He can’t even discern the  _ lub-dub _ of his own heartbeat. That is probably—would probably—be disconcerting. 

Mostly, Tobirama feels relief.

He hadn’t lied to his team in his reasoning to stay behind. Even now when he no longer needed to lie to himself, he doesn’t believe any other choice would be more logical. However, he had, perhaps, just maybe, omitted a little bit of truth.

Tobirama is  _ tired _ .

_ (Breathe in.) _

Tired of fighting, tired of surviving, tired of living. He was tired long before his last brother’s death. Tired of  _ being _ . 

First, because Tobirama hadn’t been  _ allowed  _ to be anything else but a double-edged sword with no sheath. Then, because he didn’t know  _ how _ to be anything else and the world no longer had need of weapons like him. He tried to make a place for himself. To change his mold into something more like a leopard’s paw with its claws retracted instead of teeth bared in constant threat. Tobirama tried with everything in him. In the end, though, he never quite found whatever it is that made Hashirama a good  _ man _ instead of a good  _ shinobi _ . 

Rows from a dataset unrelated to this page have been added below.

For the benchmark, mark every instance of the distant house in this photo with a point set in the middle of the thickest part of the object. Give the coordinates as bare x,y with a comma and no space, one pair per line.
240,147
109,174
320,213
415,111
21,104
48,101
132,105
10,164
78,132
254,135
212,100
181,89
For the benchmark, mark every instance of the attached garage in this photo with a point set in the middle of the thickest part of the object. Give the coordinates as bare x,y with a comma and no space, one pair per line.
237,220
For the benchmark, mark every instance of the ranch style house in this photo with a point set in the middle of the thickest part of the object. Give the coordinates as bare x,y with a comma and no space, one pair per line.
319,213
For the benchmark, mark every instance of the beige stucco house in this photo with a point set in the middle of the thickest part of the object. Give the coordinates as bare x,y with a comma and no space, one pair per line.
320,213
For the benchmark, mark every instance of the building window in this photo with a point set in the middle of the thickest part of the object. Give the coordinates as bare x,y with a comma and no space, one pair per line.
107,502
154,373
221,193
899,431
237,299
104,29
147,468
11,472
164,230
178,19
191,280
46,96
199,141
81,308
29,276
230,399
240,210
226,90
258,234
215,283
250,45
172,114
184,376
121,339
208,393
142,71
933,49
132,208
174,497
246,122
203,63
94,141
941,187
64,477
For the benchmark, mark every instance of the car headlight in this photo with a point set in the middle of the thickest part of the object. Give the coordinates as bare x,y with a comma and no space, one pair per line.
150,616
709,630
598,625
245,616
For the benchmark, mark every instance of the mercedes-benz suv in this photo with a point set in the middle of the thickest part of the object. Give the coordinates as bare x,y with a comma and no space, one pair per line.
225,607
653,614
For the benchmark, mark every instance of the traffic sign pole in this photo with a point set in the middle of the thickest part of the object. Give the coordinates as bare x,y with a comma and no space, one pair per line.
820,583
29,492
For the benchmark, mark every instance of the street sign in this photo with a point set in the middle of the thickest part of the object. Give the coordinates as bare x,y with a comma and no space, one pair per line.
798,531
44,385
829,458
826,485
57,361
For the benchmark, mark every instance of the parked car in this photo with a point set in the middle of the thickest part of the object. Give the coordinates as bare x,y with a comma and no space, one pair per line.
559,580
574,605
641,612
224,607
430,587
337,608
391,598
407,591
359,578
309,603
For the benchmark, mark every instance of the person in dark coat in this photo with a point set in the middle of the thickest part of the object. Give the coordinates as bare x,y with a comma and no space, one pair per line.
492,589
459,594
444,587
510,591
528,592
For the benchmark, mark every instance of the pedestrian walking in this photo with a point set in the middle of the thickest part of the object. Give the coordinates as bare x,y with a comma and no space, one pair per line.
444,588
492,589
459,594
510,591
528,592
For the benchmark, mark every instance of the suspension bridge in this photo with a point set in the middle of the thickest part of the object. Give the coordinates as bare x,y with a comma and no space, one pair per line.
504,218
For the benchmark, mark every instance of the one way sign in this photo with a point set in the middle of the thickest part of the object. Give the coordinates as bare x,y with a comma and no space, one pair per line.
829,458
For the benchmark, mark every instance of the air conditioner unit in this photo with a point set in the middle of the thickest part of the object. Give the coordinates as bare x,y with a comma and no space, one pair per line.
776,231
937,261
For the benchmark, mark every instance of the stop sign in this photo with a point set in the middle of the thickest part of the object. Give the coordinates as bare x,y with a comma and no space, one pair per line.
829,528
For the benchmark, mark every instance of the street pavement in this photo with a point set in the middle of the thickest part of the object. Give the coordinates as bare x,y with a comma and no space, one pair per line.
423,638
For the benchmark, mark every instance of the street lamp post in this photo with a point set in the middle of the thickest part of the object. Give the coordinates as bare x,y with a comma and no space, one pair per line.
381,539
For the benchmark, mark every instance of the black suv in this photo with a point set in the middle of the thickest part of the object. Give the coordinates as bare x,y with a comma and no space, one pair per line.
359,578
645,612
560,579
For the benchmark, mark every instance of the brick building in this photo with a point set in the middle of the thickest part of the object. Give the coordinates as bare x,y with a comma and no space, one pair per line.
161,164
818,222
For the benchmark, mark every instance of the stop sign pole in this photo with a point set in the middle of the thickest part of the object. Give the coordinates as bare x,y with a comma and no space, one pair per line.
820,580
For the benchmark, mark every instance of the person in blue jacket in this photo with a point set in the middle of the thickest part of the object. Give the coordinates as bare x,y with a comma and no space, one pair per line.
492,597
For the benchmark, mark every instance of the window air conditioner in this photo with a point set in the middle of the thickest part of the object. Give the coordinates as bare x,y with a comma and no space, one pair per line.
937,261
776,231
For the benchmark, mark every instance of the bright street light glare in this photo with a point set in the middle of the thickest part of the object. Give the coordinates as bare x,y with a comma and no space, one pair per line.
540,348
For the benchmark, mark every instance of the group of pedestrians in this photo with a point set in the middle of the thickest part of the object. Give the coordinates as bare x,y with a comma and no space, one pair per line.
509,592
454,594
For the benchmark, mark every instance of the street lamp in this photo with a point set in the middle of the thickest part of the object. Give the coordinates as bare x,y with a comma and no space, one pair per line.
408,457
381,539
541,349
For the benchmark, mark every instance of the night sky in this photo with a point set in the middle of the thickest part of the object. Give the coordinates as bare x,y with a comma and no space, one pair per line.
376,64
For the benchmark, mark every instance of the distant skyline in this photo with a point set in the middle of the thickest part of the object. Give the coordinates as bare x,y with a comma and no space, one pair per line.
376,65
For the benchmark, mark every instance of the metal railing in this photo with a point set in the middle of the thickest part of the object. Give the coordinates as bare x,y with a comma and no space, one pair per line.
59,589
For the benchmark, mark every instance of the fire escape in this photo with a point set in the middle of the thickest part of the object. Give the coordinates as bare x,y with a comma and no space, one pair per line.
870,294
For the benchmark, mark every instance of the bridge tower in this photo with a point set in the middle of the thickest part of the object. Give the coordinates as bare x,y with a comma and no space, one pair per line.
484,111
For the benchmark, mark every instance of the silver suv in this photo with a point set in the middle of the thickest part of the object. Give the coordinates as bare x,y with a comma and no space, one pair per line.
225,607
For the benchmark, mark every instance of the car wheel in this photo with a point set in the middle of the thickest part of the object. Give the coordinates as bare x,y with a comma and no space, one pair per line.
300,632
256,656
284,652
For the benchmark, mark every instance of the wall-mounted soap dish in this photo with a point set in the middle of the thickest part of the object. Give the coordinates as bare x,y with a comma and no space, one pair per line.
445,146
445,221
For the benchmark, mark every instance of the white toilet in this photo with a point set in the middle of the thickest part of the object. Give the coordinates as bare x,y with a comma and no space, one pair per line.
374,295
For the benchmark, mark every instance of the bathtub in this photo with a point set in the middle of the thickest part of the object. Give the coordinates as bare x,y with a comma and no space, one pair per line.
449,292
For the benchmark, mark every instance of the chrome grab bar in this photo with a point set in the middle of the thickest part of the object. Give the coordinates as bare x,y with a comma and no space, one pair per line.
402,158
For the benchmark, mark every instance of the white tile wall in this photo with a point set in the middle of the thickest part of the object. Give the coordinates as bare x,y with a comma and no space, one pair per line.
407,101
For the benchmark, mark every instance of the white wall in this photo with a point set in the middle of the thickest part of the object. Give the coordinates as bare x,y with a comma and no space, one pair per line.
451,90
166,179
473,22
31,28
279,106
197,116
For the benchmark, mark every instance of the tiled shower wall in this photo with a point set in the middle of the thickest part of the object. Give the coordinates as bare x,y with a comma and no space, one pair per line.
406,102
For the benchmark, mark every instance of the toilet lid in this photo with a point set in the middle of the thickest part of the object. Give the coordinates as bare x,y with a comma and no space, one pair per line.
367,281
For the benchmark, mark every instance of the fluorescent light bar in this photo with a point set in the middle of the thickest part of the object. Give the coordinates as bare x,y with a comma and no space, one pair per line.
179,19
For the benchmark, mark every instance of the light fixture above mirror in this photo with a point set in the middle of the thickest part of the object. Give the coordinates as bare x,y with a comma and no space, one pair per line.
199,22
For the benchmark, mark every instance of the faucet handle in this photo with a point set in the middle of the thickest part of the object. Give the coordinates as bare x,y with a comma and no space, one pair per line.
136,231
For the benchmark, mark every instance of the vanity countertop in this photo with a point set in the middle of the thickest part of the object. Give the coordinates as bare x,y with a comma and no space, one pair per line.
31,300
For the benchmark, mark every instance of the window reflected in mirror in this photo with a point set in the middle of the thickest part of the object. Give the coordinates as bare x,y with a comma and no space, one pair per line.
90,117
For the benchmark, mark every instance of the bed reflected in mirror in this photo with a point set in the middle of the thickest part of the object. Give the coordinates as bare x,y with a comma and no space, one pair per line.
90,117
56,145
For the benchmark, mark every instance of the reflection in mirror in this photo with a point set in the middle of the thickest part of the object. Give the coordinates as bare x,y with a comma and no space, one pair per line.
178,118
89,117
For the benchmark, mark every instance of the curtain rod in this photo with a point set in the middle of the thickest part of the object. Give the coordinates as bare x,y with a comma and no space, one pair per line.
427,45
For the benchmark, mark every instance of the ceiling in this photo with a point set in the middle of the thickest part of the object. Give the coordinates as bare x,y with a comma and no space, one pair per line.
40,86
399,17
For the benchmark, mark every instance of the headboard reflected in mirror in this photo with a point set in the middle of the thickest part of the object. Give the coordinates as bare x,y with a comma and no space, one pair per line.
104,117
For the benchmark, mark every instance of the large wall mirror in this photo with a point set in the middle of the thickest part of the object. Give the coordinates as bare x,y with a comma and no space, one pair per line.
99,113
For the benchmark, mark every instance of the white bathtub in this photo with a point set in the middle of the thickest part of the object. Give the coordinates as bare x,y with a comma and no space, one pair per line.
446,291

Despite this, Tobirama likes to think—hopes—that he put some good back out into the world. In his students if nothing else.

If not, well.

His grave was dug the moment a kunai was put into his chubby four-year-old fist. He’s had more than thirty years to come to terms with it. He’s ready to lie in it.

_ (Breathe out.) _

Still. 

Tobirama would be more gracious about it if that  _ damned grass _ would stop tickling his ear—and. 

Thoughts slip and catch. Endorphins flooding him to keep his failing body alive collide with triggering synapses. 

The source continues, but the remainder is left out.